Which are nothing much, of course. Just camping and canoeing and swimming and amusement parks and traveling and such. None of which my kid can do, even on her best day.
And all I can think is during this type of conversation is, ‘you have no idea how lucky you are’. Lucky to be clueless about chronic illness. Lucky to be “normal”. Lucky to have no limitations to consider when making plans. Lucky to be planning summer fun rather than doctor’s appointments.
It is so hard not to feel bitter and envious when confronted with conversations like this. But, how can I be truly upset when that person really is clueless – they just live in a different world than I do. The same world I used to live in. Before chronic illness saunters into your life, you don’t even have a clue that it exists, let alone what an upheaval its arrival will cause. Ignorance is bliss, right? And being genuinely ignorant of living with chronic illness is not something I can penalize anyone for.

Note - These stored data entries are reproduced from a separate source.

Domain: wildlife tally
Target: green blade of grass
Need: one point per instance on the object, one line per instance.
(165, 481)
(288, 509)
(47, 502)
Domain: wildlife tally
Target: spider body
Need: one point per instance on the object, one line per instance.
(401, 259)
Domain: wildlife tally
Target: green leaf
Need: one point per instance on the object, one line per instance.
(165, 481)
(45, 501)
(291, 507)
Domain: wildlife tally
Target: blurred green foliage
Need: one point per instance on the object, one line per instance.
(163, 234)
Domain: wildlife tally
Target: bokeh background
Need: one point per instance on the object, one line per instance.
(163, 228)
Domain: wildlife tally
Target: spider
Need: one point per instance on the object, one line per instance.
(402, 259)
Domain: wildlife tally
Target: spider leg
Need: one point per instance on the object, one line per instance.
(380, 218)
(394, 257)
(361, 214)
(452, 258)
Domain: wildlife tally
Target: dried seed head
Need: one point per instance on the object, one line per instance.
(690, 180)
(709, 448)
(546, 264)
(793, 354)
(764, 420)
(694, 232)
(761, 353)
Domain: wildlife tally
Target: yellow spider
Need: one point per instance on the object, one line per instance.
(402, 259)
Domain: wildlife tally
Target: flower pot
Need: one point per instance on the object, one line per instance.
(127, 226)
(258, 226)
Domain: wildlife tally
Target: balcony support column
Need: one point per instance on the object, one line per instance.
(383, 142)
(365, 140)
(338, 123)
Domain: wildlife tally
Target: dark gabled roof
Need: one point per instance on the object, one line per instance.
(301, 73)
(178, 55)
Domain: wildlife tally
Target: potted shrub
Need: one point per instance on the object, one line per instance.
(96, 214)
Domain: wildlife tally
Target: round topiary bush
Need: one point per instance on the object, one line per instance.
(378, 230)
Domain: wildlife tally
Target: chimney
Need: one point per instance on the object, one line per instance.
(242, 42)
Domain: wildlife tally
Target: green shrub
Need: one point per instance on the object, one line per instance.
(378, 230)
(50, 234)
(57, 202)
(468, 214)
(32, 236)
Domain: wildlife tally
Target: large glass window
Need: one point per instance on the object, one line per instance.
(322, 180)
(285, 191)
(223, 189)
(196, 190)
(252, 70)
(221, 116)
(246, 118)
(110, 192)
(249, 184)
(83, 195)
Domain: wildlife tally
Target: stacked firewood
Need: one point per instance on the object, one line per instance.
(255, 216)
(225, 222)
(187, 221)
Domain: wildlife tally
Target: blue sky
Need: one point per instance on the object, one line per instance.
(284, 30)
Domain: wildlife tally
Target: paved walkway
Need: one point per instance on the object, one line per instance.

Instead of dwelling on what we can’t do and what we are missing, a little counting our blessings goes a long way:
- We get to go to the EDNF Conference in August and hang out with people who ‘get it’ and learn from the best minds in the field – last year we couldn’t.
- We have access to therapy, good therapists and doctors who care and can help Em recover from surgery and get better and stronger than she was to begin with.
- Em is still alive and kicking, when the appendicitis could have killed her.
- She is getting better everyday and therapy is helping her get stronger.
- She has decent pain management, which she did not have last summer.
- She has proper and fairly effective treatment for her headache, thanks to Dr. Diana and the Driscoll Theory, which she did not have last year.
- We know so much more about the cause of most of her symptoms and have real hope for treatment in the coming months.
What are the typical pursuits of summer when held up next to these? Nothing at all, when you stop and think about it.